FAISALABAD: Climate change has disturbed the country’s agronomic patterns, causing massive loss of agricultural productivity and a possible food security issue, University of Agriculture Faisalabad Vice Chancellor Iqrar Ahmad Khan said on Monday.
He was chairing a meeting with the faculty of Social Sciences at the UAF.
Khan said the Cotton Leaf Curl Virus (CLCV) epidemic had nothing to do with the recent drop in cotton production. “Climate change has caused a 35 per cent decrease in cotton productivity,” he said. The UAF is working on a policy for the government to fight future challenges like this, he said. The vice chancellor requested scientists to present research proposals in this regard.He said high-efficiency irrigation was catching on around the world. “Unfortunately, our country lags far behind in terms of adopting new agri technologies.”
The vice chancellor urged instructors to develop policy papers on the role print and electronic media can play to raise awareness about climate change. He told them to look into the possibility of how academia-media linkages could help improve the situation.
Khan spoke about how a general resistance to adopting new technologies could hinder agricultural productivity. “This prevents farmers from making the most of their resources…sticking to traditional farming practices does not help anyone.”

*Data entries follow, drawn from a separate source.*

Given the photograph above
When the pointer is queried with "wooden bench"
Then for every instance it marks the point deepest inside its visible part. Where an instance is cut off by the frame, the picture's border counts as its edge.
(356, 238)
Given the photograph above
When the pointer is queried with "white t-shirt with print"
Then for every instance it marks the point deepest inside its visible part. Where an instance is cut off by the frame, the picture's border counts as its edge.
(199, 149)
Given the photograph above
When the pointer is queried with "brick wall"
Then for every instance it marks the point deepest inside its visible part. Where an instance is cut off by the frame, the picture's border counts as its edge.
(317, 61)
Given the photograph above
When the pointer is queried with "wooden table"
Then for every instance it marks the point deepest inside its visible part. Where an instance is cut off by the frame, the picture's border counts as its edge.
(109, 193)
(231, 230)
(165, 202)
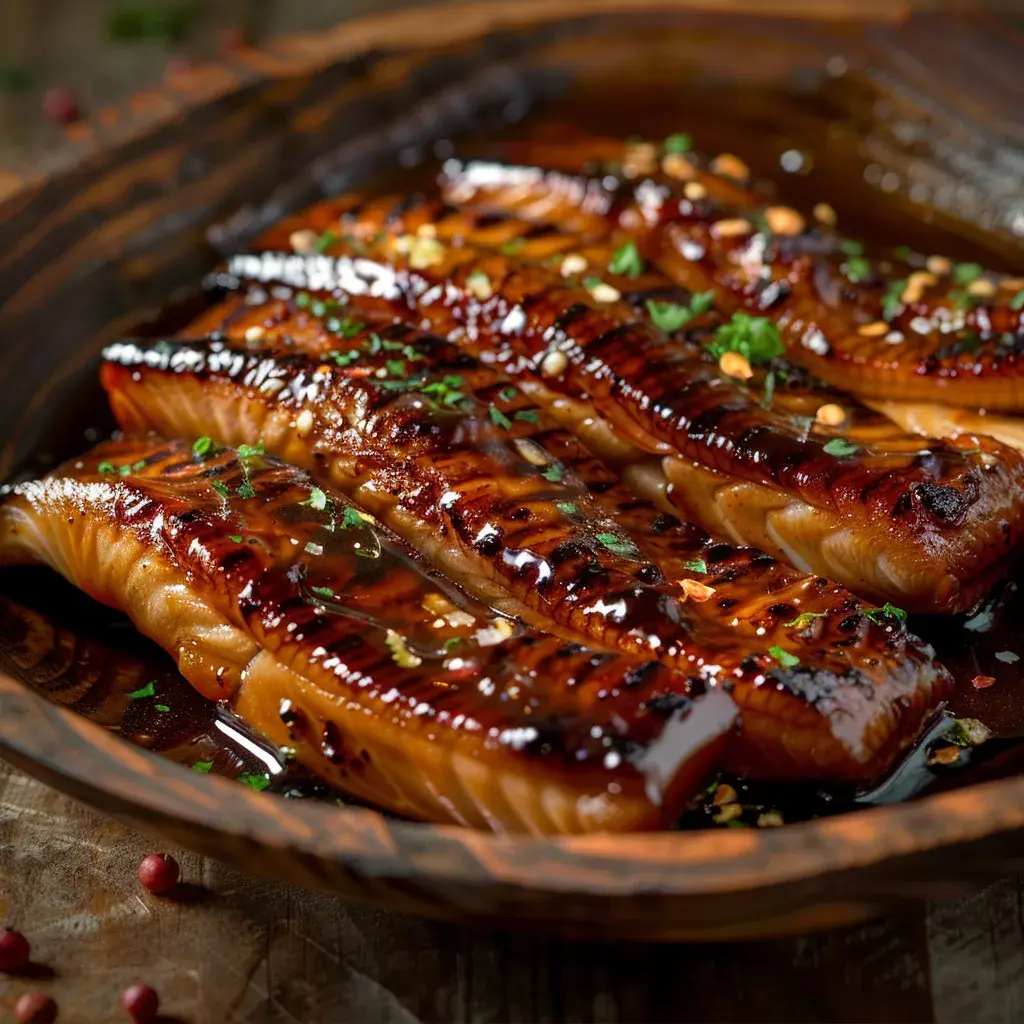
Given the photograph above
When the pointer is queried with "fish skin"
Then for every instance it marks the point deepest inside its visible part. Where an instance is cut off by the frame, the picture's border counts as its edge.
(927, 528)
(861, 690)
(517, 731)
(943, 341)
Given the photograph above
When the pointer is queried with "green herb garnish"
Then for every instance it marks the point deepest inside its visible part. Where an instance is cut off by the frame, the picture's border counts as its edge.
(756, 338)
(783, 657)
(626, 260)
(255, 780)
(680, 141)
(879, 615)
(840, 446)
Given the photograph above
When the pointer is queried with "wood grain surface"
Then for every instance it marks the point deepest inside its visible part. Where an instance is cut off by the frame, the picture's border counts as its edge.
(241, 949)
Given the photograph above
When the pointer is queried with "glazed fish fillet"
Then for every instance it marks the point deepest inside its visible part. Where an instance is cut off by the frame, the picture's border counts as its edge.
(926, 526)
(902, 328)
(827, 688)
(326, 634)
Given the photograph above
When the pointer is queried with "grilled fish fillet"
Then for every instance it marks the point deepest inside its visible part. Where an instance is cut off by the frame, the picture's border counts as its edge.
(925, 526)
(326, 634)
(360, 410)
(898, 329)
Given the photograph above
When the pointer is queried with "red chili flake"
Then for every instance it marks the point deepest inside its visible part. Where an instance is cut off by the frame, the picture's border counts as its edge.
(36, 1008)
(159, 872)
(140, 1003)
(60, 105)
(14, 950)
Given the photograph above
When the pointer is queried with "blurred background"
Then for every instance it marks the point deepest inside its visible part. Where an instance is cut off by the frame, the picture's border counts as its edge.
(60, 59)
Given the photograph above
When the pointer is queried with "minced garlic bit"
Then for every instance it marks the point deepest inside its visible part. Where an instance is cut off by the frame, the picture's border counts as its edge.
(573, 264)
(731, 227)
(641, 158)
(982, 288)
(696, 591)
(784, 220)
(733, 365)
(603, 292)
(830, 415)
(677, 166)
(730, 166)
(304, 423)
(944, 756)
(531, 452)
(400, 653)
(304, 241)
(478, 285)
(726, 813)
(824, 214)
(875, 330)
(916, 284)
(554, 364)
(725, 795)
(940, 265)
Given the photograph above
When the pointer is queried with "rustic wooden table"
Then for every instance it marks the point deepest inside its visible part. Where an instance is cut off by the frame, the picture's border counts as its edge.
(245, 949)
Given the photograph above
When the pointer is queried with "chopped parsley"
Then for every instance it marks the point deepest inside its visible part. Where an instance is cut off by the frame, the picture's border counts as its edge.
(327, 240)
(964, 273)
(316, 500)
(255, 780)
(351, 519)
(617, 545)
(840, 448)
(680, 141)
(756, 338)
(783, 657)
(804, 620)
(499, 419)
(626, 260)
(671, 316)
(857, 269)
(879, 615)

He said poverty alleviation was directly linked to rural development. The vice chancellor discussed various topics of research with scientists including: irrigation pricing, policy options for enhancing the marketing efficiency of potato and onion crops; investigating malnutrition and maternal issues in Thar Districts (drought areas) of Pakistan; food and nutritional security analyses of pregnant women to ensure food secure next generations; understanding dynamics and determinants of marketing margins of selected fruits and vegetables in Punjab, and opportunities for improving small-scale milk marketing system through dairy cooperatives concept.
Published in The Express Tribune, June 21st, 2016.